ANCONA – «Meno del 2% di promossi a livello nazionale: 230 idonei su oltre 12mila candidati, dopo che se ne erano ritirati più di 17mila (!) per i mesi di attesa e l’ampliamento improvviso e senza senso del programma. I numeri del primo esame nazionale per guide turistiche, svoltosi a fine 2025, non fotografano una selezione rigorosa, ma il fallimento totale di un impianto d’esame insensato e nozionistico, calato dall’alto dal Ministero del Turismo, che alle guide marchigiane chiede di sapere di Calabria e Val d’Aosta!» A dichiararlo è Marta Ruggeri, capogruppo del Movimento 5 Stelle in Consiglio Regionale, che sul tema ha depositato una mozione, sottoscritta da esponenti di tutte le forze di opposizione.

«Siamo davanti a un paradosso inaccettabile.
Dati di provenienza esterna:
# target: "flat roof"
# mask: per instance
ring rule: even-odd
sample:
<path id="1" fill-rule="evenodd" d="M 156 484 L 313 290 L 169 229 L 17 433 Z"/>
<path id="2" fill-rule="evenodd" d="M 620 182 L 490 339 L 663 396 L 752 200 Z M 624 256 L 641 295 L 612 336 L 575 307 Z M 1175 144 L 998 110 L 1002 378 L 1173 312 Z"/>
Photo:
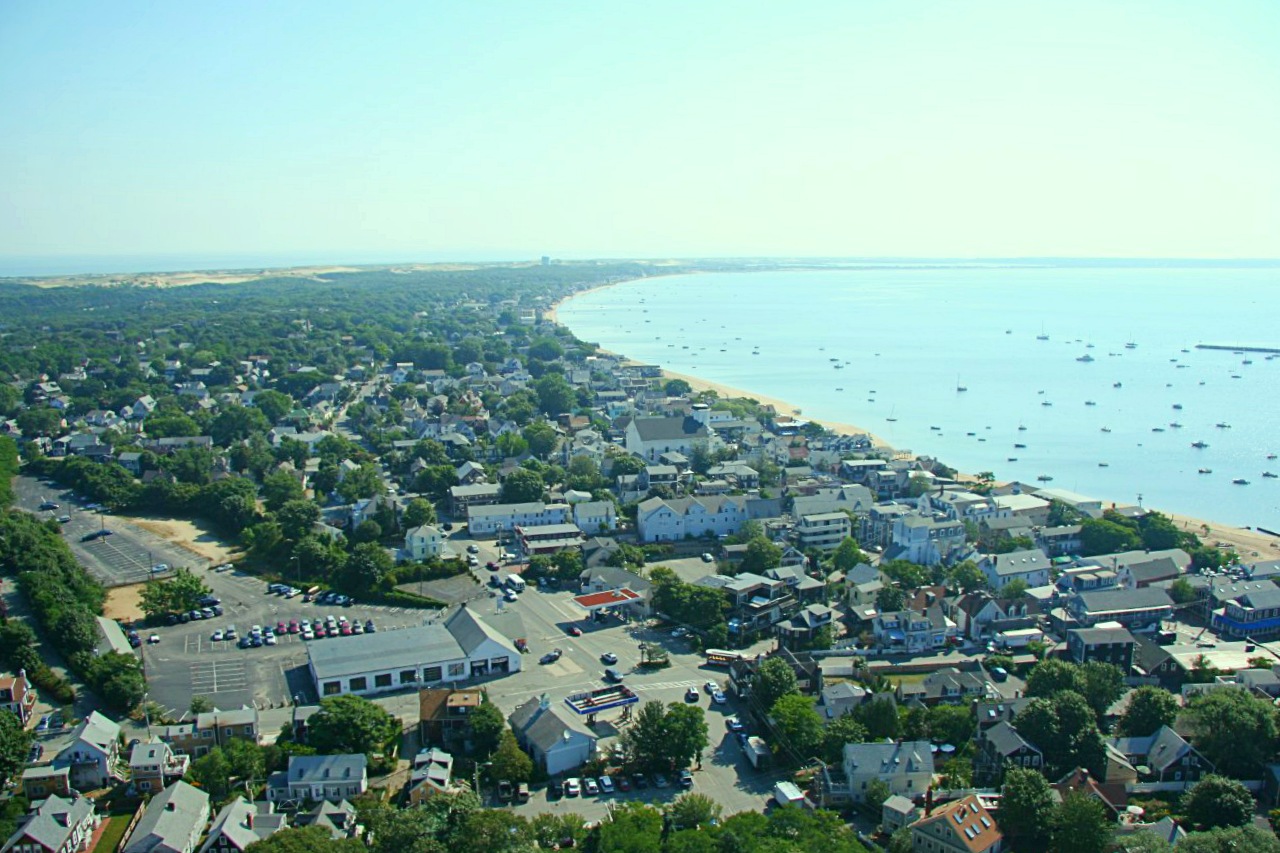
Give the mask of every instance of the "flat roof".
<path id="1" fill-rule="evenodd" d="M 422 625 L 307 643 L 307 656 L 316 679 L 324 680 L 461 661 L 467 654 L 444 625 Z"/>
<path id="2" fill-rule="evenodd" d="M 640 593 L 632 592 L 626 587 L 620 589 L 605 589 L 600 593 L 588 593 L 586 596 L 575 596 L 573 603 L 585 610 L 599 610 L 600 607 L 613 607 L 616 605 L 628 605 L 640 598 Z"/>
Candidati con lauree magistrali in storia dell’arte e archeologia sono stati bocciati da un test che pretendeva la memoria mnemonica di oltre 500 siti sparsi in 20 regioni, senza una bibliografia ufficiale a cui riferirsi e dopo 8 mesi di rinvii. Una giostra burocratica che non premia la qualità, ma distrugge le opportunità occupazionali dei nostri giovani e disperde competenze fondamentali per un settore che vale il 10% del PIL».

La capogruppo del M5S sposta poi l’asse della polemica sulla politica locale: «Il superamento della dimensione regionale del patentino si sta rivelando un disastro, e non serviva essere esperti del settore per prevederlo. Una guida turistica deve conoscere profondamente le specificità del territorio in cui opera. Centralizzare tutto significa svilire le Marche, la nostra identità e l’alto livello della nostra offerta turistica, col rischio concreto di spalancare le porte all’abusivismo e ai patentini presi all’estero per disperazione».
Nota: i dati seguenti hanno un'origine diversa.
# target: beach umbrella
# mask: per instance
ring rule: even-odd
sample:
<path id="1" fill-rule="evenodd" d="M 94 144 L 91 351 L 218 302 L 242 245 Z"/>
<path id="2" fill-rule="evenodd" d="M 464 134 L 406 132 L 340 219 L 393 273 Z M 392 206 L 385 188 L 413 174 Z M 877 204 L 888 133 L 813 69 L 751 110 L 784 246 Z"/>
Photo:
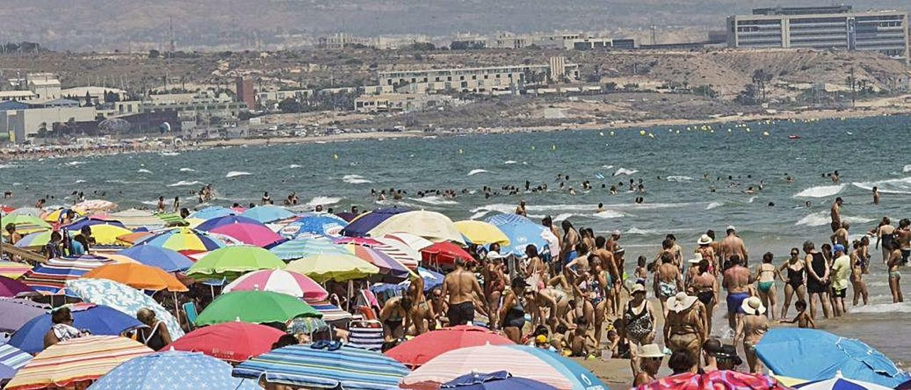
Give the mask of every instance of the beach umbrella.
<path id="1" fill-rule="evenodd" d="M 93 199 L 74 204 L 72 209 L 83 214 L 106 212 L 117 209 L 117 203 L 100 199 Z"/>
<path id="2" fill-rule="evenodd" d="M 545 236 L 553 235 L 550 230 L 521 215 L 494 215 L 485 221 L 496 226 L 509 238 L 509 245 L 501 246 L 500 254 L 525 257 L 525 248 L 529 244 L 535 245 L 538 251 L 549 248 L 550 242 L 545 239 Z M 557 250 L 558 251 L 559 248 Z"/>
<path id="3" fill-rule="evenodd" d="M 240 215 L 224 215 L 221 217 L 215 217 L 210 220 L 206 220 L 204 222 L 196 225 L 196 230 L 209 231 L 212 229 L 219 228 L 224 225 L 230 225 L 234 223 L 243 223 L 248 225 L 260 225 L 266 226 L 252 218 L 241 217 Z"/>
<path id="4" fill-rule="evenodd" d="M 638 390 L 700 389 L 785 390 L 789 387 L 771 376 L 736 371 L 711 371 L 705 374 L 680 374 L 637 387 Z"/>
<path id="5" fill-rule="evenodd" d="M 35 231 L 41 231 L 51 229 L 51 225 L 34 215 L 8 215 L 3 218 L 3 234 L 6 232 L 6 226 L 13 224 L 19 234 L 27 234 Z"/>
<path id="6" fill-rule="evenodd" d="M 276 221 L 287 220 L 294 216 L 293 212 L 278 206 L 256 206 L 243 211 L 241 215 L 259 221 L 262 223 L 274 222 Z"/>
<path id="7" fill-rule="evenodd" d="M 436 267 L 454 268 L 456 260 L 462 259 L 466 262 L 474 262 L 475 258 L 471 257 L 462 247 L 452 242 L 437 242 L 421 250 L 422 260 L 425 265 L 434 264 Z"/>
<path id="8" fill-rule="evenodd" d="M 281 292 L 304 300 L 321 301 L 329 297 L 329 292 L 312 279 L 283 270 L 261 270 L 246 273 L 224 286 L 221 292 L 253 290 Z"/>
<path id="9" fill-rule="evenodd" d="M 67 281 L 79 279 L 91 270 L 114 262 L 105 256 L 57 257 L 36 265 L 20 280 L 38 293 L 61 295 L 66 293 L 64 284 Z"/>
<path id="10" fill-rule="evenodd" d="M 815 329 L 771 329 L 756 345 L 756 354 L 776 375 L 807 381 L 831 379 L 839 372 L 886 387 L 911 380 L 911 375 L 864 342 Z"/>
<path id="11" fill-rule="evenodd" d="M 408 210 L 393 207 L 365 212 L 358 215 L 357 218 L 349 221 L 348 225 L 342 230 L 342 234 L 348 237 L 363 237 L 384 221 L 386 221 L 395 214 L 401 214 L 405 211 L 408 211 Z"/>
<path id="12" fill-rule="evenodd" d="M 82 277 L 107 279 L 138 290 L 167 290 L 172 292 L 189 291 L 174 275 L 160 268 L 138 262 L 102 265 L 86 272 Z"/>
<path id="13" fill-rule="evenodd" d="M 79 279 L 67 282 L 67 289 L 83 302 L 110 306 L 130 316 L 135 316 L 139 309 L 149 309 L 168 326 L 172 340 L 183 336 L 180 323 L 169 312 L 150 296 L 126 284 L 107 279 Z"/>
<path id="14" fill-rule="evenodd" d="M 486 344 L 509 345 L 515 343 L 482 327 L 459 325 L 418 335 L 384 354 L 415 368 L 449 351 Z"/>
<path id="15" fill-rule="evenodd" d="M 108 306 L 80 303 L 70 304 L 69 308 L 73 313 L 73 326 L 96 335 L 116 336 L 130 329 L 145 326 L 133 315 Z M 37 354 L 45 349 L 45 334 L 53 324 L 50 313 L 35 317 L 13 334 L 9 344 L 29 354 Z"/>
<path id="16" fill-rule="evenodd" d="M 15 242 L 16 248 L 40 248 L 51 241 L 51 231 L 39 231 L 26 234 Z"/>
<path id="17" fill-rule="evenodd" d="M 272 349 L 285 334 L 271 326 L 231 321 L 203 326 L 161 348 L 169 351 L 200 352 L 217 359 L 241 363 Z"/>
<path id="18" fill-rule="evenodd" d="M 127 256 L 142 264 L 159 267 L 167 272 L 186 271 L 190 265 L 193 265 L 193 262 L 187 256 L 169 249 L 153 245 L 136 245 L 120 251 L 117 254 Z"/>
<path id="19" fill-rule="evenodd" d="M 171 251 L 215 251 L 224 246 L 220 241 L 205 232 L 189 228 L 173 228 L 148 237 L 137 242 L 153 245 Z"/>
<path id="20" fill-rule="evenodd" d="M 322 253 L 288 263 L 286 271 L 303 273 L 317 282 L 347 282 L 380 272 L 375 265 L 351 254 Z"/>
<path id="21" fill-rule="evenodd" d="M 25 299 L 0 298 L 0 332 L 14 332 L 51 307 Z M 42 335 L 44 337 L 44 335 Z"/>
<path id="22" fill-rule="evenodd" d="M 386 233 L 411 233 L 424 237 L 434 242 L 453 241 L 465 243 L 462 233 L 453 221 L 436 211 L 407 211 L 389 217 L 369 233 L 373 237 L 383 237 Z"/>
<path id="23" fill-rule="evenodd" d="M 12 378 L 32 361 L 32 355 L 10 344 L 0 344 L 0 383 Z"/>
<path id="24" fill-rule="evenodd" d="M 332 240 L 320 236 L 302 235 L 269 248 L 281 260 L 302 259 L 320 253 L 348 253 L 344 248 L 335 245 Z"/>
<path id="25" fill-rule="evenodd" d="M 289 345 L 267 352 L 238 364 L 233 375 L 307 388 L 394 390 L 408 374 L 401 363 L 376 352 L 319 346 Z"/>
<path id="26" fill-rule="evenodd" d="M 295 238 L 301 234 L 339 237 L 346 225 L 348 222 L 332 214 L 313 214 L 295 220 L 281 228 L 279 232 L 288 238 Z"/>
<path id="27" fill-rule="evenodd" d="M 19 262 L 0 262 L 0 276 L 18 279 L 32 269 L 31 266 Z"/>
<path id="28" fill-rule="evenodd" d="M 29 292 L 35 292 L 35 290 L 17 280 L 0 276 L 0 297 L 9 298 Z"/>
<path id="29" fill-rule="evenodd" d="M 5 388 L 55 388 L 93 381 L 124 362 L 151 353 L 148 346 L 125 337 L 91 335 L 69 339 L 36 355 Z"/>
<path id="30" fill-rule="evenodd" d="M 490 374 L 466 374 L 440 386 L 445 389 L 459 390 L 555 390 L 556 387 L 533 381 L 528 378 L 518 378 L 506 371 Z"/>
<path id="31" fill-rule="evenodd" d="M 29 216 L 37 218 L 41 217 L 41 214 L 44 214 L 44 212 L 45 210 L 35 207 L 20 207 L 7 213 L 7 217 L 4 217 L 4 227 L 6 227 L 7 218 L 12 218 L 14 216 Z"/>
<path id="32" fill-rule="evenodd" d="M 845 379 L 842 376 L 841 373 L 835 375 L 835 377 L 832 379 L 826 379 L 824 381 L 815 381 L 807 382 L 801 385 L 793 386 L 795 389 L 806 389 L 806 390 L 888 390 L 892 387 L 886 387 L 884 385 L 879 385 L 876 384 L 871 384 L 869 382 L 855 381 L 853 379 Z"/>
<path id="33" fill-rule="evenodd" d="M 466 239 L 477 245 L 489 245 L 494 242 L 500 246 L 509 245 L 509 237 L 507 237 L 499 228 L 487 222 L 459 221 L 456 222 L 456 229 L 458 229 Z"/>
<path id="34" fill-rule="evenodd" d="M 459 348 L 424 364 L 402 380 L 403 388 L 438 387 L 469 373 L 507 371 L 563 390 L 609 387 L 590 371 L 559 354 L 528 345 Z"/>
<path id="35" fill-rule="evenodd" d="M 320 317 L 319 312 L 288 294 L 262 291 L 235 291 L 215 298 L 196 319 L 196 324 L 286 323 L 298 316 Z"/>
<path id="36" fill-rule="evenodd" d="M 224 217 L 226 215 L 234 215 L 237 212 L 227 207 L 209 206 L 194 211 L 192 214 L 189 214 L 188 218 L 209 221 L 219 217 Z"/>
<path id="37" fill-rule="evenodd" d="M 122 244 L 122 241 L 118 241 L 118 237 L 133 232 L 128 229 L 111 224 L 93 225 L 88 229 L 92 231 L 92 238 L 98 245 Z"/>
<path id="38" fill-rule="evenodd" d="M 84 217 L 73 221 L 73 223 L 65 225 L 64 227 L 70 231 L 79 231 L 80 230 L 82 230 L 82 228 L 86 226 L 95 226 L 95 225 L 114 225 L 120 228 L 126 228 L 126 226 L 124 226 L 123 223 L 120 222 L 119 221 L 102 220 L 97 218 L 97 216 Z"/>
<path id="39" fill-rule="evenodd" d="M 409 248 L 402 241 L 389 238 L 342 237 L 336 239 L 335 243 L 363 245 L 372 248 L 395 259 L 396 262 L 401 262 L 409 270 L 416 269 L 417 264 L 421 262 L 421 254 L 417 251 Z"/>
<path id="40" fill-rule="evenodd" d="M 96 381 L 91 390 L 261 389 L 230 375 L 230 364 L 202 354 L 169 351 L 130 359 Z"/>
<path id="41" fill-rule="evenodd" d="M 284 239 L 271 229 L 261 224 L 230 223 L 213 228 L 212 233 L 223 234 L 241 242 L 265 248 L 283 241 Z"/>
<path id="42" fill-rule="evenodd" d="M 260 247 L 238 245 L 209 252 L 187 270 L 187 276 L 196 280 L 236 278 L 251 271 L 282 268 L 285 268 L 284 262 L 272 252 Z"/>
«E la situazione è addirittura peggiorata con la nuova sessione d’esame, fissata proprio per oggi 5 giugno, appena un paio di settimane dopo la scadenza dei termini per l’iscrizione, con un preavviso del tutto insufficiente per preparare un programma sconsideratamente esteso al patrimonio storico, artistico, archeologico dell’intero territorio nazionale, specialmente per chi deve conciliare lo studio con i ritmi serrati del lavoro stagionale. Tra l’altro obbligati ad andare a Roma per l’esame, in un periodo in cui la maggior parte dei potenziali candidati, accompagnatori turistici professionisti già contrattualizzati, sono in un picco di lavoro, con calendari saturi e prenotati da mesi, e si troveranno quindi davanti alla scelta di perdere il lavoro o rinunciare all’esame che attendono da anni»
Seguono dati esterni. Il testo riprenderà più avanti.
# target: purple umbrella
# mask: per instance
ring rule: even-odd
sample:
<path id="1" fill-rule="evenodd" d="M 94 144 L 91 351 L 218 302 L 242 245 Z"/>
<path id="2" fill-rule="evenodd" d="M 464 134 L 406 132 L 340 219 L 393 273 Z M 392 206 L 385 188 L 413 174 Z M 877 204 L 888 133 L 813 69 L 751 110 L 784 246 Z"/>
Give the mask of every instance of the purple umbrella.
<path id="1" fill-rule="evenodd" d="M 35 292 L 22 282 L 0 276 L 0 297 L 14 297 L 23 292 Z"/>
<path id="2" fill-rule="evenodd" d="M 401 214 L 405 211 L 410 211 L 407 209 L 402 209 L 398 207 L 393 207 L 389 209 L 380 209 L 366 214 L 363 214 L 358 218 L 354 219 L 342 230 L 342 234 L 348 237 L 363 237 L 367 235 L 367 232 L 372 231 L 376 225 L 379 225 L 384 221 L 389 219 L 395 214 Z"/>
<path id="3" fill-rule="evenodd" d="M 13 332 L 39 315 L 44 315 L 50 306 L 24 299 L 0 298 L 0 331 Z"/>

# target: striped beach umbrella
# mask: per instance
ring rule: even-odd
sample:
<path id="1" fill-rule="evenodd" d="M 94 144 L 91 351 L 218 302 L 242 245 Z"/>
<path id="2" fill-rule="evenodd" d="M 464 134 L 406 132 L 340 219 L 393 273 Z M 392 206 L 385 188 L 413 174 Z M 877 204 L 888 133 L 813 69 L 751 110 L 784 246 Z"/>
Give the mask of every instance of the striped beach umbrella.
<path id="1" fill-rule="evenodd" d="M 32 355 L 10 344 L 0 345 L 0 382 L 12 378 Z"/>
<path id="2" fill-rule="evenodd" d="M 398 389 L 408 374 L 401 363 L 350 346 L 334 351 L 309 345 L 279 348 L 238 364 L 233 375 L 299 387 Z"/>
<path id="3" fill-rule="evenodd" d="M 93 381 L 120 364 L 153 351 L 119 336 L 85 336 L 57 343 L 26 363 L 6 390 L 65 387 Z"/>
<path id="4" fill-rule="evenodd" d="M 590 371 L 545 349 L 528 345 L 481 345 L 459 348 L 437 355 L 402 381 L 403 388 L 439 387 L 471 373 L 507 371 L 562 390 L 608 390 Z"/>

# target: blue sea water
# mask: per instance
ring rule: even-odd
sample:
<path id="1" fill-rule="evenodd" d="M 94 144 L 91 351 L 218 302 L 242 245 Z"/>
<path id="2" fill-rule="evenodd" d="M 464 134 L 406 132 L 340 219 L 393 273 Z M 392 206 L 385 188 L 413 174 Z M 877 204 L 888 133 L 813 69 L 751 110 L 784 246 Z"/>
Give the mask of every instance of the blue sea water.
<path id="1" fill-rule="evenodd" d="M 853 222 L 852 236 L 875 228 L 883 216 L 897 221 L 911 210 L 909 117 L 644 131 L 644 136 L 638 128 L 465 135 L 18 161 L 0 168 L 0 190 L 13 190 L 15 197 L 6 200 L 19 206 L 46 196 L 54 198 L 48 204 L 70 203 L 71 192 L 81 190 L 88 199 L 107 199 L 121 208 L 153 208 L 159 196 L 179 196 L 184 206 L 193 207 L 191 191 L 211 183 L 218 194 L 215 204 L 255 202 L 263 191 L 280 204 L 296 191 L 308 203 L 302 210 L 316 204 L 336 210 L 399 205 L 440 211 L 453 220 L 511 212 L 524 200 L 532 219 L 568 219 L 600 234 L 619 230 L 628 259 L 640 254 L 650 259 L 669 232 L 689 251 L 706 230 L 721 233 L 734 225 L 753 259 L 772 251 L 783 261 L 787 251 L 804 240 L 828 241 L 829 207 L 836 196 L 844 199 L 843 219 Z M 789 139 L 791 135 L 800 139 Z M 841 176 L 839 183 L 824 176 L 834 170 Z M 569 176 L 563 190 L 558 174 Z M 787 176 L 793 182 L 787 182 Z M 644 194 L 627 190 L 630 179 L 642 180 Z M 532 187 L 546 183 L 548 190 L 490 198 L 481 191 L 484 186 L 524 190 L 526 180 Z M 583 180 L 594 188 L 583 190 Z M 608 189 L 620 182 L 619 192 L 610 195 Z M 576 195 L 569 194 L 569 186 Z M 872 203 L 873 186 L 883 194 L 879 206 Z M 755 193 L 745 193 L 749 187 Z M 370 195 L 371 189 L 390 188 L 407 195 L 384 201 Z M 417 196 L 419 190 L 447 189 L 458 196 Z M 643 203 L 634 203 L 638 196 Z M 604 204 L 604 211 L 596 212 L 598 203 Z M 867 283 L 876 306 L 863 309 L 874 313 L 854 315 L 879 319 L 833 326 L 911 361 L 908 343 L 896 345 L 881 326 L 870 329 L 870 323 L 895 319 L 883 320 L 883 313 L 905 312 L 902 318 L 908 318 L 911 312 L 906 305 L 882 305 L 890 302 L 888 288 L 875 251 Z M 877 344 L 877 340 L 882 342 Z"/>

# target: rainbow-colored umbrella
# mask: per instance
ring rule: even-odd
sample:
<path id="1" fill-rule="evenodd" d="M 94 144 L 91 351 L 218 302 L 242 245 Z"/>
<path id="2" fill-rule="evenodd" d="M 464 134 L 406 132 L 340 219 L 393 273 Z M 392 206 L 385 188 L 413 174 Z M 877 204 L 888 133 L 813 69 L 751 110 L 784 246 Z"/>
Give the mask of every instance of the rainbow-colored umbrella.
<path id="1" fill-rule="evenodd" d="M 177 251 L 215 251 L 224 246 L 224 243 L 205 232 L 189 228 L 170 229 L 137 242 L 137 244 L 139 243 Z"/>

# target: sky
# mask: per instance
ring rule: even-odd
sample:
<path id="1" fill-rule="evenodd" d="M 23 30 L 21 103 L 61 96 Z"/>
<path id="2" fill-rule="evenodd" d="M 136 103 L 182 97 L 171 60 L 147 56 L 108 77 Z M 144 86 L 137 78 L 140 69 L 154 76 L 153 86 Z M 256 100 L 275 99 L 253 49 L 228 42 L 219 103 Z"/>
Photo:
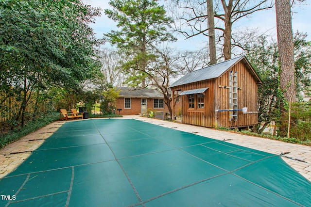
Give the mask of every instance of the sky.
<path id="1" fill-rule="evenodd" d="M 90 25 L 98 38 L 103 38 L 104 33 L 111 30 L 118 30 L 117 23 L 108 18 L 104 11 L 106 9 L 111 9 L 108 0 L 85 0 L 84 1 L 93 7 L 99 7 L 103 9 L 102 16 L 96 18 L 96 23 Z M 308 2 L 303 5 L 295 5 L 292 11 L 293 12 L 292 24 L 294 32 L 298 30 L 300 32 L 307 33 L 308 34 L 307 40 L 311 41 L 311 3 Z M 245 27 L 258 28 L 261 33 L 267 31 L 266 33 L 276 40 L 276 18 L 275 8 L 274 8 L 269 10 L 257 12 L 248 18 L 244 18 L 235 23 L 234 27 L 238 29 L 242 29 Z M 172 46 L 177 49 L 194 50 L 207 45 L 207 37 L 201 36 L 186 40 L 184 36 L 175 34 L 177 35 L 178 40 Z M 103 46 L 103 48 L 111 47 L 108 42 Z"/>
«Con la mozione depositata – conclude Ruggeri – chiediamo che la Giunta Acquaroli esca dal silenzio e intervenga subito in Conferenza Stato-Regioni per esigere dal Governo una riscrittura immediata delle regole d’esame. La Giunta marchigiana intende difendere le proprie guide e la qualità dell’accoglienza o, ancora una volta, preferisce piegarsi ai diktat romani del proprio partito, abbandonando i territori e i professionisti marchigiani al loro destino?»